Kondis penggunaan lahan adalah salah satu indikator yang digunakan untuk mengetahui ketersediaan lahan serta karateristik yang terdapat pada setiap lahan yang tersedia.

e. Kelengkapan Fasilitas dan Utilitas. Kelengkapan fasilitas dan utilitas adalah salah satu indikator yang digunakan untuk mengukur kesiapan suatu kawasan dalam menerima suatu kegiatan, suatu kawasan akan tidak menguntungkan apabila faktor kelengkapan fasilitas dan utilitas ini kurang memadai atau tiak tersedia sama sekali. Jadi dapat dikatakan bahwa kebutuhan fasilitas dan utilitas merupakan kebutuhan yang sangat mendasar yang mesti tersedia pada suatu lokasi.

f. Jarak dengan Pusat Kota Berbagai aktivitas kebanyakan berada pada pusat kota, sehingga daya jangkau sebuah lokasi terhadap pusat kota cukup menentukan di dalam penentuan lokasi suatu usaha aktivitas industri.

g. Image Masyarakat Beberapa lokasi memberikan penilaian yang berbeda dari setiap masyarakat. Hal ini sangat bergantung kepada sejarah serta peruntukan lokasi tersebut pada saat ini.

3.3.1.3 Pengambilan Keputusan Penetapan Lokasi Industri Pengambilan keputusan berkenaan dengan penetapan lokasi industri oleh suatu unit pengambil keputusan akan mempengaruhi efisiensi lokasi unit pengambil keputusan lainnya, sehingga konfigurasi tata ruang selalu berubah. Berkaitan dengan hal tersebut, menurut Budiharsono (2001) ada faktor-faktor yang menentukan pemilihan suatu lokasi untuk suatu kegiatan industri yang dikelompokkan menjadi:

 Input Lokal Input lokal adalah semua barang dan jasa yang ada pada suatu lokasi dan

sangat sukar atau tidak mungkin dipindahkan ke tempat lain. Contoh input lokal adalah: lahan, iklim, kualitas udara, kualitas air, keadaan lingkungan, pelayanan umum yang ada pada suatu lokasi, dan sebagainya.
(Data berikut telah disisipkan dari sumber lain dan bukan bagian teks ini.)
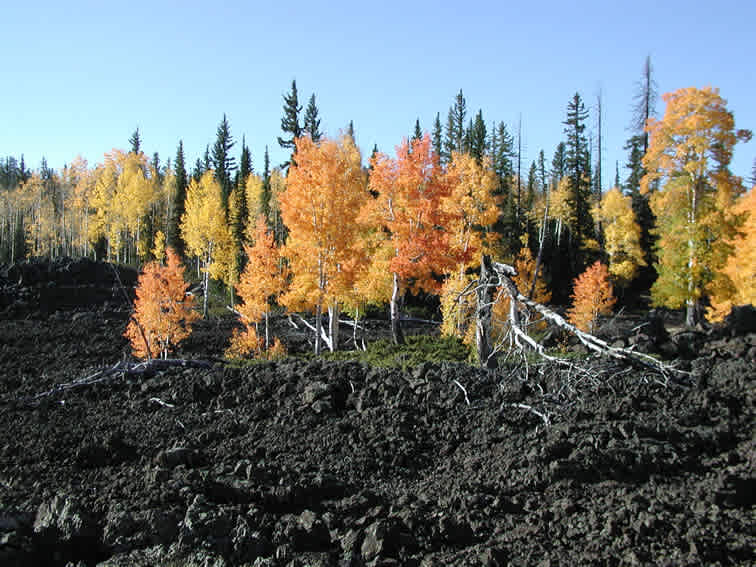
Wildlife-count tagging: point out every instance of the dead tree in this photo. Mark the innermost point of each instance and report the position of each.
(497, 275)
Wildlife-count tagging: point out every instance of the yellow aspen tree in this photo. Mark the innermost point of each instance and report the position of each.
(735, 284)
(263, 280)
(689, 155)
(206, 232)
(163, 312)
(592, 295)
(324, 194)
(621, 235)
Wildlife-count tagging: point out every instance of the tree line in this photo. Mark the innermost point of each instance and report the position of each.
(418, 221)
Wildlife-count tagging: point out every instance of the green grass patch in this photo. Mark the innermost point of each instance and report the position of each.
(418, 349)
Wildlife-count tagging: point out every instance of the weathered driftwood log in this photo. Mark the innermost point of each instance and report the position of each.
(503, 279)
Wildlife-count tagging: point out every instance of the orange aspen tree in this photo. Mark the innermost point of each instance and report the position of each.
(163, 313)
(410, 189)
(324, 193)
(689, 155)
(735, 284)
(263, 280)
(592, 295)
(471, 209)
(621, 235)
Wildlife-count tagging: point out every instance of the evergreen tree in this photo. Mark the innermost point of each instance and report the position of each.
(245, 165)
(222, 160)
(173, 236)
(578, 171)
(311, 120)
(266, 190)
(478, 138)
(645, 99)
(455, 125)
(437, 137)
(559, 164)
(290, 121)
(418, 133)
(350, 131)
(136, 142)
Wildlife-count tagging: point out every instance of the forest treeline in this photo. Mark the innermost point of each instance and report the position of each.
(353, 232)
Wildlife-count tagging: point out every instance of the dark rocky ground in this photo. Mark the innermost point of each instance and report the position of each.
(334, 463)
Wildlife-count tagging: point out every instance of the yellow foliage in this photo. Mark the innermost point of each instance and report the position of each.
(621, 235)
(324, 193)
(735, 284)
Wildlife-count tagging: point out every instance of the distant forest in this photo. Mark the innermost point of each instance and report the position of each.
(673, 220)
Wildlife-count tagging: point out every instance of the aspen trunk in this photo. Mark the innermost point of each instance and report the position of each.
(485, 294)
(318, 326)
(396, 328)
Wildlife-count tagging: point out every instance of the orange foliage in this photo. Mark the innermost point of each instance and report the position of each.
(410, 190)
(592, 296)
(162, 309)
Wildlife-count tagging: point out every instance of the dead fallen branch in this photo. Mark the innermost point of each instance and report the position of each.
(122, 369)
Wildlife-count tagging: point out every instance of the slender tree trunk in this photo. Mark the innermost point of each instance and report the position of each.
(333, 325)
(318, 325)
(484, 314)
(267, 333)
(396, 328)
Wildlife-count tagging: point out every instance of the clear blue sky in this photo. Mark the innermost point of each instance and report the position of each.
(79, 77)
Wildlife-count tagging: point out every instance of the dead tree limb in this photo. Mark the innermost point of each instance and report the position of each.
(593, 343)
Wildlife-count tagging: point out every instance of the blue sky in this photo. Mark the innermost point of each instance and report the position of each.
(79, 77)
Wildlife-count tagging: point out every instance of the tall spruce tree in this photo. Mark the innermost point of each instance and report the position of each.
(136, 142)
(478, 138)
(645, 98)
(455, 126)
(437, 137)
(312, 121)
(417, 133)
(173, 238)
(290, 121)
(222, 160)
(578, 171)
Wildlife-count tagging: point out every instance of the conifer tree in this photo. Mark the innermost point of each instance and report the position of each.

Salah satu sifat umum dari input lokal adalah ketersediaannya bergantung pada keadaan lokasi itu sendiri dan ketersediaannya tidak dipengaruhi oleh transfer input dari lokasi lain.

b) Permintaan Lokal Permintaan lokal atau output yang adalah permintaan yang tidak dapat ditransfer dari suatu lokasi. Contohnya: permintaan tenaga kerja oleh pabrik lokal, permintaan pelayanan lokal seperti masjid, bioskop, dan sebagainya.
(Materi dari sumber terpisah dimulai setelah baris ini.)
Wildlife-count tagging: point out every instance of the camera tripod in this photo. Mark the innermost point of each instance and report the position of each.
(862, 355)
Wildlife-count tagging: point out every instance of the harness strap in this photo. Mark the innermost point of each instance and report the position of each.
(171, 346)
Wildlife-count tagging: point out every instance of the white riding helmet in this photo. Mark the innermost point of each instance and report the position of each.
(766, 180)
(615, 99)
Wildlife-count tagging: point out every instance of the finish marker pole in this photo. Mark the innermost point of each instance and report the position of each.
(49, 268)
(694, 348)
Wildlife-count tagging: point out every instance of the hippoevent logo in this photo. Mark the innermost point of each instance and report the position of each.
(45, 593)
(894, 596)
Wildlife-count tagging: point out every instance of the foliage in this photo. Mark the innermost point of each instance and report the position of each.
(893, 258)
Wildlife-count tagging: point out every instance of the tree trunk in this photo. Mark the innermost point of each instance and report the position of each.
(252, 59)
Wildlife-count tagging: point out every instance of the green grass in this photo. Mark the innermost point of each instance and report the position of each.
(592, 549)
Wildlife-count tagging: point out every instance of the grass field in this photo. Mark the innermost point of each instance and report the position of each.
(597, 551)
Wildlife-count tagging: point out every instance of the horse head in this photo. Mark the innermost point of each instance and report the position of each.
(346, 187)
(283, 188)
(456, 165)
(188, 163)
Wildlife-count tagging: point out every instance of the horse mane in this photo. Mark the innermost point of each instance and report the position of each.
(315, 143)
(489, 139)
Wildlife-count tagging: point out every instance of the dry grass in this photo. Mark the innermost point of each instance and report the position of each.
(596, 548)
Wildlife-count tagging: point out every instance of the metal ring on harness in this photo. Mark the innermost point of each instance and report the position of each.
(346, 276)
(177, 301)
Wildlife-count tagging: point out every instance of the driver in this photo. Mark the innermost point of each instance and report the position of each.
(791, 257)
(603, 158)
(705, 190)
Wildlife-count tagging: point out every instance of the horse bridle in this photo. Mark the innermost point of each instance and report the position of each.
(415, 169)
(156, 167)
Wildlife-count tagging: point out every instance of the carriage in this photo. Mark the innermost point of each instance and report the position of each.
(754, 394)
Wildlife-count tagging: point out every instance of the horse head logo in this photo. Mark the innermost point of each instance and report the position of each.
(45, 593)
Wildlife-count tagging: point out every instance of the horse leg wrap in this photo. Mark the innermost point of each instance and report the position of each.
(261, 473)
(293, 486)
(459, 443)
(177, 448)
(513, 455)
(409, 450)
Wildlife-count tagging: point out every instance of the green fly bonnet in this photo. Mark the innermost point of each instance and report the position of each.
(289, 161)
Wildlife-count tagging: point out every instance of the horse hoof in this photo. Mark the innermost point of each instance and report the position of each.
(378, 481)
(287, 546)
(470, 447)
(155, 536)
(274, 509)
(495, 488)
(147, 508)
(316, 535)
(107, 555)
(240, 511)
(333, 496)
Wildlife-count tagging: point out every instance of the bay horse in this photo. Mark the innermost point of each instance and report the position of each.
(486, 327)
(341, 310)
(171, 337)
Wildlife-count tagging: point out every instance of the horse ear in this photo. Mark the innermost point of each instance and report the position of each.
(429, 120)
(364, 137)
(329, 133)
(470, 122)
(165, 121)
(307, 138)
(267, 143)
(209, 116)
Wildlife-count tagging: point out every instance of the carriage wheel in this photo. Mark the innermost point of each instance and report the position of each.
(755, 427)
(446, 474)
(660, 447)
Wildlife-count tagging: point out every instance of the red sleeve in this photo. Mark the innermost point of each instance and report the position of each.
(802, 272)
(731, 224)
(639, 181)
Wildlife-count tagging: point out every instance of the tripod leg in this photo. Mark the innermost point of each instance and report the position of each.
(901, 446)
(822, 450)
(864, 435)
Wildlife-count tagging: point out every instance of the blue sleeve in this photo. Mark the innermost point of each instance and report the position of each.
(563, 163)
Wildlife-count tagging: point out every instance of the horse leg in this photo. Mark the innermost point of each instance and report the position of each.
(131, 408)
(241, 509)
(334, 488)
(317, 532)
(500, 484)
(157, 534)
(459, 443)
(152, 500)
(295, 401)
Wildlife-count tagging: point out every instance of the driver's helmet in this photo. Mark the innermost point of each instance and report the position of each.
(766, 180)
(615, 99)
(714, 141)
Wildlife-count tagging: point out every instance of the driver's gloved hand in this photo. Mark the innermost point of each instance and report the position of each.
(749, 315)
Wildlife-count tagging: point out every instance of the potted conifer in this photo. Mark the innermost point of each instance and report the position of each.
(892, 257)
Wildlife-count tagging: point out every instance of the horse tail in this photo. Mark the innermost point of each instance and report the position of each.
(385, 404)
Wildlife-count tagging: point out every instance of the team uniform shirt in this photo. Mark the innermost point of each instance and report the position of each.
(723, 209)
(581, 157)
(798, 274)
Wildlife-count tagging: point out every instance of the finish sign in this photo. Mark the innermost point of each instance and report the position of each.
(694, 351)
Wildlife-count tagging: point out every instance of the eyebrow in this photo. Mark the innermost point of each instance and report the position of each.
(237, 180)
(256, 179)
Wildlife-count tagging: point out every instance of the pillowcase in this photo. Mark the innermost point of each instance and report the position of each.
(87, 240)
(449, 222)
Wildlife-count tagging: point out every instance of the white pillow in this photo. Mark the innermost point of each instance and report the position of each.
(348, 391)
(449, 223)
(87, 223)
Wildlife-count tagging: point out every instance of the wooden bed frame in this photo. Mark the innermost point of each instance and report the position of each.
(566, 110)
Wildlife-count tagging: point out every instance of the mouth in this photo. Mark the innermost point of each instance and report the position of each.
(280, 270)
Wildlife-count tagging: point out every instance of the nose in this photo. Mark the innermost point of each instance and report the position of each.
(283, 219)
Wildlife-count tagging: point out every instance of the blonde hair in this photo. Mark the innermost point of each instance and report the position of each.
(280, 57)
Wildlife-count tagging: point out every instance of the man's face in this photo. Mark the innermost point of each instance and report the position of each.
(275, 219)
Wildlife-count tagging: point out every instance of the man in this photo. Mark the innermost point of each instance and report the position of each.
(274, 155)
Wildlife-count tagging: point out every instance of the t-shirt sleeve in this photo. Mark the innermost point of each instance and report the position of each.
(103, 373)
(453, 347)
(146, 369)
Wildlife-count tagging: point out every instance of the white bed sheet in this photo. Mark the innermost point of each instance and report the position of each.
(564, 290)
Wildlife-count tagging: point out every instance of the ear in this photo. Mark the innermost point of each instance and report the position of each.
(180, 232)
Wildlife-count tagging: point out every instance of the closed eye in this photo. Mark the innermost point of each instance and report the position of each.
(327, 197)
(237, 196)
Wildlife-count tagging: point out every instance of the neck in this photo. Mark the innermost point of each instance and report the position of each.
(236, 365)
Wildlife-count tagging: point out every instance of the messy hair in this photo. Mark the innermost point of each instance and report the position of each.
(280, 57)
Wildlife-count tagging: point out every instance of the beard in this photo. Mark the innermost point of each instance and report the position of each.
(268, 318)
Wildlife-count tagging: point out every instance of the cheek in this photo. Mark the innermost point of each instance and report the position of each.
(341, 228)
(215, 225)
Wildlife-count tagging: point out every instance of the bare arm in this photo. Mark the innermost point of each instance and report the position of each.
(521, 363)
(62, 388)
c) Input yang Dapat Ditransfer Input yang dapat ditransfer adalah persediaan input yang dapat dikirim atau diminta dari sumber-sumber di luar suatu lokasi, yang sampai batas tertentu merupakan pencerminan biaya transportasi dari sumber-sumber input ke lokasi tersebut

d) Permintaan dari Luar Permintaan dari luar atau output yang dapat ditransfer adalah permintaan bersih yang diperoleh dari penjualan output yang dapat ditransfer ke pasar di luar lokasi, yang merupakan pencerminan dari biaya transfer atau biaya transportasi dari lokasi tersebut ke pasar-pasar.